Keywords: electro-thermal furnace, fluidized bed, graphite purification, operating modes.


Purpose: The aim of the study was the determination of the operating modes for the laboratory electro-thermal fluidized bed furnace of 10 kg/h productivity to obtain new scientific and practical data on current-voltage curves relevant for such units and further selection of respective electrical power sources.
Methodology: The study of the furnace operation was conducted by simulation of its thermal balance and electric resistance at relevant modes. For calculation of the current-voltage curves there were used equations for electric power, resistivity of fluidized bed as well as dependences for total, useful and no-load power at various operating temperatures and productivity.
Findings: It has been obtained the current-voltage curves of the fluidized bed furnace of 10 kg/h productivity which are presented by curves of the electro-thermal fluidized bed for defined operating temperatures 0 – 2700 °C; curves of the electro-thermal fluidized bed for defined furnace productivities G = 0 – 10 kg/h; curves for current density on the lining and electrodes surfaces and average current density by furnace radius i(I); curves for constant power in range 5 – 40 kW. On the basis of analysis, the area of the furnace steady operation mode has been defined that excludes the possibility of a short circuit.

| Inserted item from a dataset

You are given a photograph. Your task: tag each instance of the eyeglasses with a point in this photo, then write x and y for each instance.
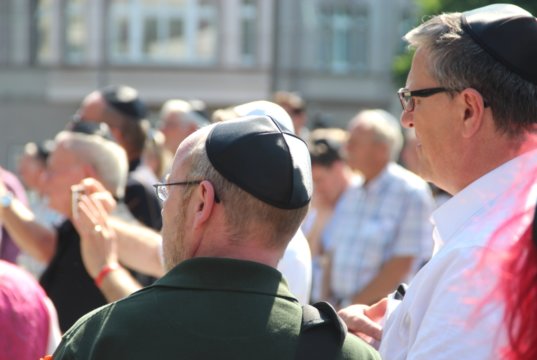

It has been also developed the modes of heating up, temperature and productivity transition as well as algorithms to sustain given productivity and operating temperature.
Originality: For the first time, it has been scientifically justified the selection of operating modes providing control of electric power for the electro-thermal fluidized bed furnace on the basis of its current-voltage curves, and defined area of the furnace steady operation.
Practical value: As a result of the study, the technical requirements for the manufacturing of the electric power source for the laboratory electro-thermal-fluidized bed furnace of 10 kg/h productivity at Material Research Center, Ltd (Kyiv, Ukraine) were developed.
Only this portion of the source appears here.